Whether you're prepping for a wedding, red carpet, or just a night out with your friends who really love taking pictures—it goes beyond a good matte powder or setting spray, according to the pros. We tapped professional makeup artists to get their best tips for making sure makeup is camera-ready, because they know a thing or two about photo shoots, of course—always. Get their tricks for instantly Instagram-ready makeup—no FaceTune necessary—below.
Moisturized Skin Is a Must
We'll be the first to tell you here at Byrdie that good makeup starts with good skincare. And it should go without saying, but we'll say it anyway: You should always make sure your skin is moisturized, year-round, 24 hours a day and seven days a week. But it's extra important to have a moisturized base if you want your makeup to last—and look good on camera.

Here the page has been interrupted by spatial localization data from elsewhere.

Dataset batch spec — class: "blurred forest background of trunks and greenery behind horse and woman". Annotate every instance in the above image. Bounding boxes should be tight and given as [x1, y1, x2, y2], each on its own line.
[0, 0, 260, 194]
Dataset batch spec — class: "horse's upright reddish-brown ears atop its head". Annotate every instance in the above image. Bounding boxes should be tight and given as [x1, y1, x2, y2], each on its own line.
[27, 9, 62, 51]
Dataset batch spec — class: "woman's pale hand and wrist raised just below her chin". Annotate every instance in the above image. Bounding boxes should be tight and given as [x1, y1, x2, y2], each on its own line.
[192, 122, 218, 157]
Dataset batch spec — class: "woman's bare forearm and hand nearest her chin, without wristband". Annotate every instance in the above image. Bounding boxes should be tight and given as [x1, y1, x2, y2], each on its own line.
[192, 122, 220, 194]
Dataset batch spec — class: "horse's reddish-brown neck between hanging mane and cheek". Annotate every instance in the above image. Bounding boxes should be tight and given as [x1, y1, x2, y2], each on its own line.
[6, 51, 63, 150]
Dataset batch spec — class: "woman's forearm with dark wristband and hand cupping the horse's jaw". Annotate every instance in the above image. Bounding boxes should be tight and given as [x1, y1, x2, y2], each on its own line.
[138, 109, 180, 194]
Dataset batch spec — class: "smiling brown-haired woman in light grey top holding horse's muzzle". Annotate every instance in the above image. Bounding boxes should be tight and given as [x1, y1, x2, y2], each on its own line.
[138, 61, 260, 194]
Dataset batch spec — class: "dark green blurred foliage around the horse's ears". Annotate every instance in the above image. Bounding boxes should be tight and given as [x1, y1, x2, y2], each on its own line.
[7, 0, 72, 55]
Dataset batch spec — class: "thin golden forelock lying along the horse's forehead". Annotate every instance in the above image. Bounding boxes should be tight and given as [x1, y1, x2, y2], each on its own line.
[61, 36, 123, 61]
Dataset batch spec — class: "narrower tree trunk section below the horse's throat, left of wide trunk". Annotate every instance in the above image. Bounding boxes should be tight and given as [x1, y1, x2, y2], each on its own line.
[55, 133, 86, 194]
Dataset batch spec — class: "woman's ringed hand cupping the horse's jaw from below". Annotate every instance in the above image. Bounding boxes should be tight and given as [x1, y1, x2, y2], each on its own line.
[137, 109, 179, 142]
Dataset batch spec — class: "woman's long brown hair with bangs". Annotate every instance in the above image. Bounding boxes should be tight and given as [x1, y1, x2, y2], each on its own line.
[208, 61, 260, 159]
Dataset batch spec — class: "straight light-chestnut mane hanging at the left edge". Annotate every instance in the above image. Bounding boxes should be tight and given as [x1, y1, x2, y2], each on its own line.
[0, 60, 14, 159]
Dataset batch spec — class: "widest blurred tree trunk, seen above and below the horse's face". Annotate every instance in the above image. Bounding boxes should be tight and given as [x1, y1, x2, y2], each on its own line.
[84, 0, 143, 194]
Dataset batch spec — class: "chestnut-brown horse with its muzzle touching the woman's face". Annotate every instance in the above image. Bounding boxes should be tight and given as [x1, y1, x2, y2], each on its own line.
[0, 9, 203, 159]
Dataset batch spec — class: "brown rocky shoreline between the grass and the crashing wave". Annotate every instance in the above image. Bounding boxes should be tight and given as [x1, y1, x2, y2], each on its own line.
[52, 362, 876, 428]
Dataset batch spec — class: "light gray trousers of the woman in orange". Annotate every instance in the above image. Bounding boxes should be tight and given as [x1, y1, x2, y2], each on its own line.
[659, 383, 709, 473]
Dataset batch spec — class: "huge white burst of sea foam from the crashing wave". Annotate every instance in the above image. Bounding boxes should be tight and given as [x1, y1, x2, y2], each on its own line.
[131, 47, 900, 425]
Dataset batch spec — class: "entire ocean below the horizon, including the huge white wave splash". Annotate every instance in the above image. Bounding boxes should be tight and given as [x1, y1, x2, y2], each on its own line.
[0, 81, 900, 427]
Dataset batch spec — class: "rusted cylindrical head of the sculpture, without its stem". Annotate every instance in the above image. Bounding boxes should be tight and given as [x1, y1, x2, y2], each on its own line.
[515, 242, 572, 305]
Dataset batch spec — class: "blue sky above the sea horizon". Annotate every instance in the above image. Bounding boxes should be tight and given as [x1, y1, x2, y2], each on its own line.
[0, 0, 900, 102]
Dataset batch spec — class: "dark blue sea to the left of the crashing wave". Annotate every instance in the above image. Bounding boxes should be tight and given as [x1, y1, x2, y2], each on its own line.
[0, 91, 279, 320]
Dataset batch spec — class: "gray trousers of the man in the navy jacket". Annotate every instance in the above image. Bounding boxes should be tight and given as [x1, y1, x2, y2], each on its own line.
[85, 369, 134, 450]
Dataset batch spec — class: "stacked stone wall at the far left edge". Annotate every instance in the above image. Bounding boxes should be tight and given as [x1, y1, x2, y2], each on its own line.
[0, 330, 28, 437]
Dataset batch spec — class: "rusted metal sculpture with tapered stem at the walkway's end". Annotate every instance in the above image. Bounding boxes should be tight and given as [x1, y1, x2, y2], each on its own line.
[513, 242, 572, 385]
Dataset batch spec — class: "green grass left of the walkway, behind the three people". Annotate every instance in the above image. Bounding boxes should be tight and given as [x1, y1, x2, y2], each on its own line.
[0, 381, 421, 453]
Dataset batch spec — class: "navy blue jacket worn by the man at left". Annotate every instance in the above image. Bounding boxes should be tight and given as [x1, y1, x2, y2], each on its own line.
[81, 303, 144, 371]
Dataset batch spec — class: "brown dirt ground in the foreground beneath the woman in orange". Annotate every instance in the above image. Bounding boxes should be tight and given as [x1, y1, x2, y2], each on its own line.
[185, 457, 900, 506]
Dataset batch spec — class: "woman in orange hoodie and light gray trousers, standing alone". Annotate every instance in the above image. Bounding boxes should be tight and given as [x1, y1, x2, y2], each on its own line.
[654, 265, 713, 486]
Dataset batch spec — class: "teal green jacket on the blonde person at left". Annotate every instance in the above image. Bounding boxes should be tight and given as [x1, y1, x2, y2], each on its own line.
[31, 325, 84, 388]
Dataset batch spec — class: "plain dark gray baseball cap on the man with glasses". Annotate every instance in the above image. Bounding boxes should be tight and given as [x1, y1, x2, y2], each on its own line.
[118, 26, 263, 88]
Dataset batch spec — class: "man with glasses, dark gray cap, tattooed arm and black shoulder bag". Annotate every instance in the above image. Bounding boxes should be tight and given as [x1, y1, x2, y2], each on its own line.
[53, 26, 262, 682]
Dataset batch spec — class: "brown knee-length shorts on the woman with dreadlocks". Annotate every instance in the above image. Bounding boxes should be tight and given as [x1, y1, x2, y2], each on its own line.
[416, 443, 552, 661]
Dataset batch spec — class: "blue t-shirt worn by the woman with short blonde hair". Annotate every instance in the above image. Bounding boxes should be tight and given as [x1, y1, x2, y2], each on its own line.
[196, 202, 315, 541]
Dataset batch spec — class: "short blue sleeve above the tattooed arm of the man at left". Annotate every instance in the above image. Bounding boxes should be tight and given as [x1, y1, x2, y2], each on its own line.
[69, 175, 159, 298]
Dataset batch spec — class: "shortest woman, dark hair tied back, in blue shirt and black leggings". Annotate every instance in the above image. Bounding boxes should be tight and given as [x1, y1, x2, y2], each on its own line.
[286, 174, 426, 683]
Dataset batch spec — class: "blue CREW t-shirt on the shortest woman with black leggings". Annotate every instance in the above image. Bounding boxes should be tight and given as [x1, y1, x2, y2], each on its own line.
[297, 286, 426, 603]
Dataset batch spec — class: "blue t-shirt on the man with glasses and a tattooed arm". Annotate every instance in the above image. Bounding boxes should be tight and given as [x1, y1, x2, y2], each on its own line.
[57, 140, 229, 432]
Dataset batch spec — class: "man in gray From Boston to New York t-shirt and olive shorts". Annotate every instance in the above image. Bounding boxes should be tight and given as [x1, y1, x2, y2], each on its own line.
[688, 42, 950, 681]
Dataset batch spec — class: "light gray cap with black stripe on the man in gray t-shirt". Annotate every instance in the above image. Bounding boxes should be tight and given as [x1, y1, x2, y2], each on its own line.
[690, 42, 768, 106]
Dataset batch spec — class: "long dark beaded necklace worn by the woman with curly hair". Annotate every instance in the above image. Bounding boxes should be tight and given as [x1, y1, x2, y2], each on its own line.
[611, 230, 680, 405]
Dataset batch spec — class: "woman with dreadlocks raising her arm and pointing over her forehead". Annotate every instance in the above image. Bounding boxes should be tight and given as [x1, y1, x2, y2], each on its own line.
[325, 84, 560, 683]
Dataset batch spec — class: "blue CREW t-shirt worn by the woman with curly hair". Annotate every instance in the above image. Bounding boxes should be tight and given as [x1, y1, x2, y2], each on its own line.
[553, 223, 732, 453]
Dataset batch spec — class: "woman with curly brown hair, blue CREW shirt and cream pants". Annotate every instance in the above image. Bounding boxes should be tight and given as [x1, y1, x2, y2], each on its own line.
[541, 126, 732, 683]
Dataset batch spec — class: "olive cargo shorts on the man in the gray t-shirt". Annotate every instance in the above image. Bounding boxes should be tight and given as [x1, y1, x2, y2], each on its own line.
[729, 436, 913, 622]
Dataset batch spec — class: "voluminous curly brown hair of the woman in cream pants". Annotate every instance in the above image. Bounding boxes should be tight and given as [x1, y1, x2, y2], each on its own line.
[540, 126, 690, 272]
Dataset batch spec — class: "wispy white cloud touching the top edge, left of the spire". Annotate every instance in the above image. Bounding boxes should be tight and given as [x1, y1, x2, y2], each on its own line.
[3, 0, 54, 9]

"Well-prepped skin with a good moisturizer will ensure your face is set for long-lasting makeup," professional makeup artist Apollo Barragan tells Byrdie. He says Embryolisse is his absolute go-to for his clients before he gets started on the makeup portion.
Start by Priming Your Face
After your skincare routine, the next thing you need is a great primer.
"I'm always working on brides and bridal parties as well as random photo shoots for things, so I always need my clients to be camera-ready," wedding and event makeup artist Lucas Dean tells Byrdie. Dean's secret sauce actually involves mixing two primers together for a magical, all-in-one concoction—Makeup Forever's Step 1 Primer Color & Redness Corrector and First Aid Beauty's Coconut Skin Smoothie Priming Moisturizer.
By mixing the two, he says, you'll get a redness-reducing, color-correcting, and ultra-hydrating mixture that's the perfect base for camera-ready makeup. Sign us up.
The Perfect Setting Powder Is Essential
Of course, a shiny forehead in photos is unavoidable sometimes. (To sweat is human, as they say.) But a great setting powder will go a long way in reducing any shininess that can—unfortunately—be exacerbated and highlighted by a camera's flash.
"You just need a light amount of a great foundation powder," Dean says. "When used lightly, it sets the skin but also adds that second little layer of coverage for longevity." He recommends a satin-to-matte foundation powder for a natural-looking final product—Kett Cosmetics' Fixx Powder Foundation Compact, to be exact. "It's not too matte or drying, and has a gorgeous natural satin finish."
It's also important to note that certain powders can cause flashback, aka a white cast or glow that can appear in photos, caused by light-reflecting makeup or skincare. Matte, lightweight formulas are great for avoiding flashback—as opposed to dewy, heavier formulas—and so is picking the right color. (In other words, don't settle for a powder that's a shade or two too light, because it will show in photos. It's worth it to find your perfect match.)
Finish With a Great Setting Spray
In case you haven't heard by now: As a makeup wearer, a good setting spray should be your best friend. Nothing will lock in your makeup longer for all-night wear, even through blinding camera flashes.
"My tip with applying setting spray is actually spraying it on a foundation brush, and then moving it gently over the skin," Dean says. "It really sets everything and locks it in." (And here I've been, just spraying it directly onto my face.)
He recommends Make Up For Ever's Mist & Fix Hydrating Setting Spray to get your final look locked, loaded, and ready for action.
Take a Picture With Flash Before Heading Out the Door
This one's easy: Before you hit the red carpet (or your party with Instagram-story enthusiasts), test things out by taking a photo with flash. If you notice you used too much powder, simply sweep it off—or if you realize you need a little more, well, get that brush goin'.
Also, keep in mind that the camera flash can wash you out—so it might be a good idea to apply a little more here and there than usual to make sure you look as healthy and flushed as you do IRL. "A little extra bronzer, blush, or both definitely won't hurt," Barragan says.